Professional workers will vote on union

Jennifer Niemela

A state office will begin sending union election ballots to University professional workers on Monday, kicking off a three-week mail-in election.
The ballot will ask professional workers if they want the American Federation of State, County and Municipal Employees to represent them in collective bargaining. The Bureau of Mediation Services must receive the ballots by Tuesday, May 6; the votes will be counted on May 7.
Professional workers, who number about 2,200 at the University, include accountants, computer programmers, scientific assistants and other non-manual workers. The professionals have been pushing for a union for three years. Union activists are driving for salaries equaling those of other state employees. For example, a University senior systems analyst starts at about $31,600 a year while a state programmer analyst starts at about $39,500, according to the Minnesota Department of Human Resources.
“There are a lot of people for whom (salary) is the key issue,” said Phil Norcross, senior editor in the Office of Research and Technology Transfer Administration.
Professionals also want more representation in administrative decisions, which they say are sometimes made in an arbitrary manner.

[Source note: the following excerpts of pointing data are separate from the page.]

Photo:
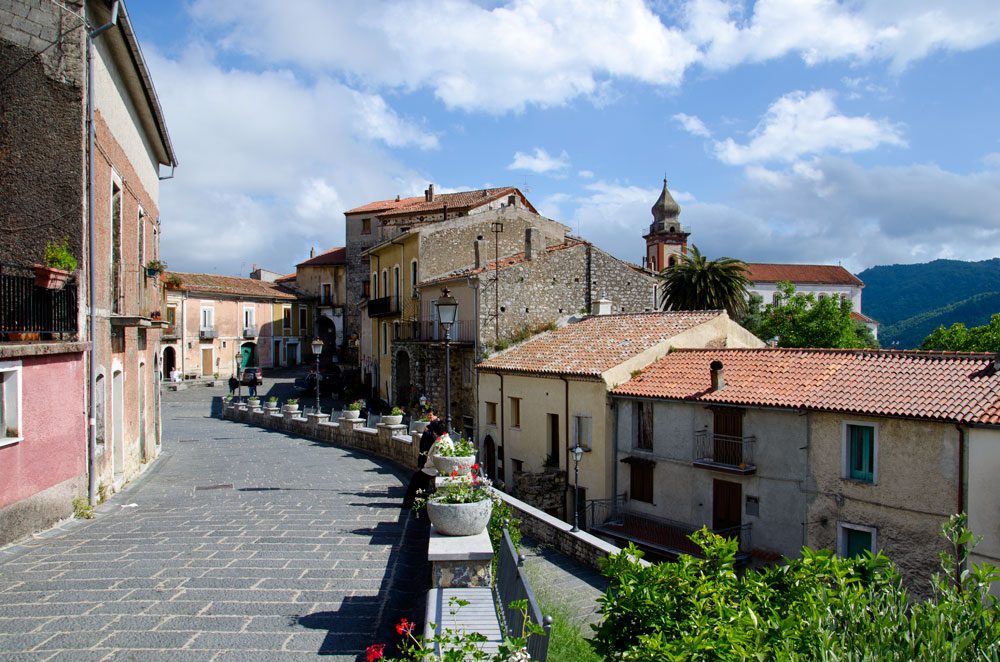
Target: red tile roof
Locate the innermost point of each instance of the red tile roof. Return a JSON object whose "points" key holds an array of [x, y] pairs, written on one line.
{"points": [[813, 274], [504, 262], [596, 344], [232, 286], [947, 386], [455, 202], [333, 256]]}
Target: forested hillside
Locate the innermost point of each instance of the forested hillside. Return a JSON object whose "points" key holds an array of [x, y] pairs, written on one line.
{"points": [[911, 300]]}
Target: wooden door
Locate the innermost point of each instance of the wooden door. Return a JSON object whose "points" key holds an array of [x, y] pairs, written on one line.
{"points": [[727, 440], [727, 498]]}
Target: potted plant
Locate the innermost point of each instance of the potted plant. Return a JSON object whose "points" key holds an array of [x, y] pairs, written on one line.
{"points": [[354, 409], [59, 262], [453, 456], [461, 506], [154, 268], [394, 417]]}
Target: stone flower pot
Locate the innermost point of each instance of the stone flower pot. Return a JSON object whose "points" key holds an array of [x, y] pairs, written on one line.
{"points": [[446, 464], [460, 519]]}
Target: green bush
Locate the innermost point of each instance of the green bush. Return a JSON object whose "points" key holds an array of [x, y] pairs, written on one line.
{"points": [[819, 607]]}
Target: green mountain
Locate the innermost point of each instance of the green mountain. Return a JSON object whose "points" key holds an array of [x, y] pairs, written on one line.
{"points": [[911, 300]]}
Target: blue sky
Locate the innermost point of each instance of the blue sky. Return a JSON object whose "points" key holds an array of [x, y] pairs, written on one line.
{"points": [[813, 131]]}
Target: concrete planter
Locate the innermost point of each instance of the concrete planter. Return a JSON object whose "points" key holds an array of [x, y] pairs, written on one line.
{"points": [[446, 465], [460, 519]]}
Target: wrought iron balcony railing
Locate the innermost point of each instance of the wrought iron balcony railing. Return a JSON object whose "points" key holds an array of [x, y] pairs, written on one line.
{"points": [[26, 309], [723, 452]]}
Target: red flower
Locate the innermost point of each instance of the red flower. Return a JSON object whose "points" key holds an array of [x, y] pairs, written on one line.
{"points": [[404, 627]]}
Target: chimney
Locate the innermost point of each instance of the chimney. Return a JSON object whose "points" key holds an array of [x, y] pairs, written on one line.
{"points": [[533, 243], [718, 380]]}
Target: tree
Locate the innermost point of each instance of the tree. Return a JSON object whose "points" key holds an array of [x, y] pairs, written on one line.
{"points": [[959, 338], [804, 320], [819, 607], [697, 283]]}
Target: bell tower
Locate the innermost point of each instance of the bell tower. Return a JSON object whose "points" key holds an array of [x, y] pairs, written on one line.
{"points": [[666, 239]]}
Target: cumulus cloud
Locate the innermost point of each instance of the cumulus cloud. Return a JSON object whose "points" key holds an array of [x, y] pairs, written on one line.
{"points": [[693, 125], [539, 161], [799, 124]]}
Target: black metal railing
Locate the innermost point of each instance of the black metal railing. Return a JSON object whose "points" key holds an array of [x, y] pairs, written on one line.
{"points": [[661, 534], [28, 309], [725, 450], [512, 585], [431, 330], [383, 306]]}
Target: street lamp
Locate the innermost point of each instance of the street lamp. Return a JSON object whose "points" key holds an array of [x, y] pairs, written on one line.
{"points": [[317, 347], [447, 309], [577, 456]]}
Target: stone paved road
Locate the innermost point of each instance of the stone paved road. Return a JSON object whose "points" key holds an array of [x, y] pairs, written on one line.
{"points": [[239, 544]]}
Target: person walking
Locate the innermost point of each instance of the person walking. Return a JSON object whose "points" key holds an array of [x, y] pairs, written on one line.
{"points": [[422, 480]]}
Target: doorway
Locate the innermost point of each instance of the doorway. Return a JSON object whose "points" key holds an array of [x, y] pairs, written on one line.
{"points": [[727, 498]]}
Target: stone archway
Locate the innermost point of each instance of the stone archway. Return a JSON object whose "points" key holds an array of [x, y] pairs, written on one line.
{"points": [[403, 382]]}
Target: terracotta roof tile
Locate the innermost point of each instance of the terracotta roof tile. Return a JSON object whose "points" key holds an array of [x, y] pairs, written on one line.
{"points": [[596, 344], [333, 256], [815, 274], [232, 285], [931, 385]]}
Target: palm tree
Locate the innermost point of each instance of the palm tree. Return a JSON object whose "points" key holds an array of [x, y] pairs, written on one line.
{"points": [[697, 283]]}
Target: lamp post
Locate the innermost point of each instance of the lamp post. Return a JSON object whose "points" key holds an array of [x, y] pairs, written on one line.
{"points": [[447, 309], [577, 456], [317, 347]]}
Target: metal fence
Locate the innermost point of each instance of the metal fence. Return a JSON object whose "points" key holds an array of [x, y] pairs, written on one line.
{"points": [[28, 309], [512, 585]]}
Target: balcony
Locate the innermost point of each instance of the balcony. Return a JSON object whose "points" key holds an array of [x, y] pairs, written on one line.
{"points": [[611, 517], [724, 453], [383, 307], [431, 331], [27, 312]]}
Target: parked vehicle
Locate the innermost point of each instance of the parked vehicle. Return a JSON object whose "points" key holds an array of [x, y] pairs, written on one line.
{"points": [[252, 376]]}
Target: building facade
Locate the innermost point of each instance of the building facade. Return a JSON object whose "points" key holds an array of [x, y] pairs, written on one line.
{"points": [[62, 112]]}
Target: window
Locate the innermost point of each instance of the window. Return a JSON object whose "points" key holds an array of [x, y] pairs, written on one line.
{"points": [[582, 426], [10, 403], [855, 540], [641, 481], [643, 425], [860, 446]]}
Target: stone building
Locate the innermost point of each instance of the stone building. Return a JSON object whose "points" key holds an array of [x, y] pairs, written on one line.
{"points": [[849, 450], [218, 325], [83, 138], [379, 221]]}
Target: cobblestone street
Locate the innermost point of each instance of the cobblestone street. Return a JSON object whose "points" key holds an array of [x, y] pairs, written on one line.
{"points": [[237, 544]]}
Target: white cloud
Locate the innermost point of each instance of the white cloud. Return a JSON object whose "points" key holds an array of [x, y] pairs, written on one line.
{"points": [[693, 125], [798, 124], [540, 161]]}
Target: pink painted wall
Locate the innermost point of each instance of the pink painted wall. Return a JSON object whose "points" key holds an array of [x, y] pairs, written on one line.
{"points": [[53, 422]]}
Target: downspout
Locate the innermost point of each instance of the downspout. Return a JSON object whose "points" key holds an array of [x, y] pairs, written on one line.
{"points": [[92, 266]]}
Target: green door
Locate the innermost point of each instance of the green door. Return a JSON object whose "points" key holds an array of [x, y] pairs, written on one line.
{"points": [[858, 542]]}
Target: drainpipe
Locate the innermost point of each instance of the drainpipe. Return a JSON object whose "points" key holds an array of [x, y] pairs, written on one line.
{"points": [[91, 262]]}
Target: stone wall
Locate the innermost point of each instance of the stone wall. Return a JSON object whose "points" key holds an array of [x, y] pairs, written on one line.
{"points": [[42, 128]]}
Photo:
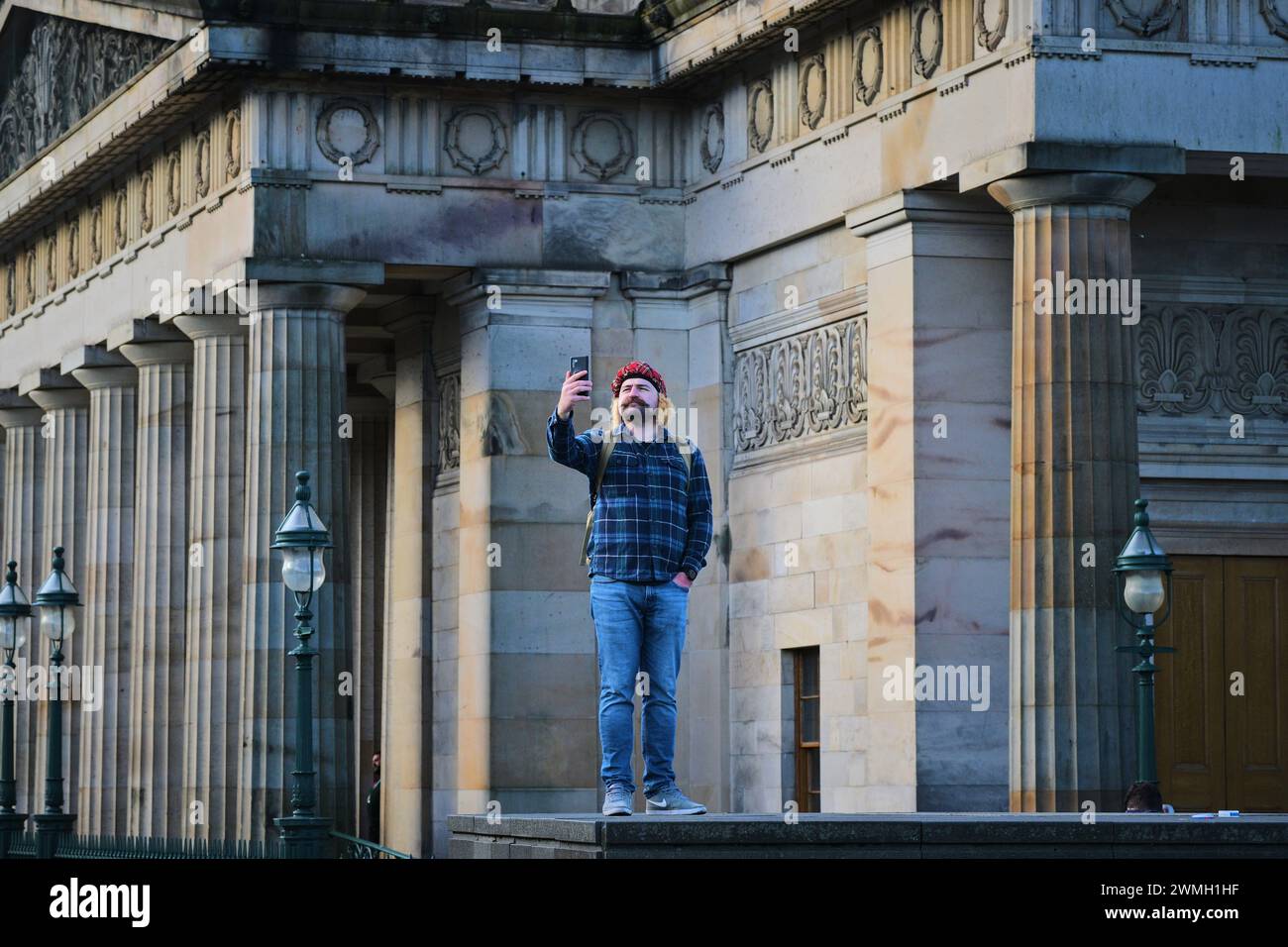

The Board of Regents-appointed civil service committee, which has only advisory powers, isn’t enough, said Bruce Piepho, senior user services specialist.
“The committee does represent us, but … most people wouldn’t even bother filing a grievance” with the committee, he said. “If we had a union, we would have the right to take a grievance all the way to arbitration.”
Union activists say AFSCME representation would give them the influence they believe they deserve in decisions that affect their working conditions.
“We need to have more say in how the University is managed,” said Maria Klien, editor of the Landscape Arboretum’s newsletter. “We need a more democratic structure.”
The civil service committee, however, went on record in January as not supporting the union drive, largely because a union would make its job obsolete, said former committee member Anne Mockovac.
“If we believe in a shared governance structure, why would the committee support the union?” said Mockovac, who resigned from the committee on Friday for undisclosed reasons. “We might as well have voted never to meet again. (The decision) wasn’t philosophical … How could we approve a process that negates our role?”
While some union activists are content with their particular situation, they are organizing because they are aware of colleagues who are unhappy.
“Like I tell my boss, I’d organize if I was working for St. Peter himself,” said Norcross. “My organizing helps workers everywhere.”
Mail ballots are standard for situations like this one, where employees who work different shifts make an on-campus election impossible, BMS officials said. The bureau decided on Friday that employees will receive a ballot and a stamped envelope addressed to the bureau. The ballots must be returned in the official envelopes for counting purposes.
University professionals are one of two groups of state-employed professional workers not currently unionized in Minnesota. The other group is employed by the Minnesota Historical Society.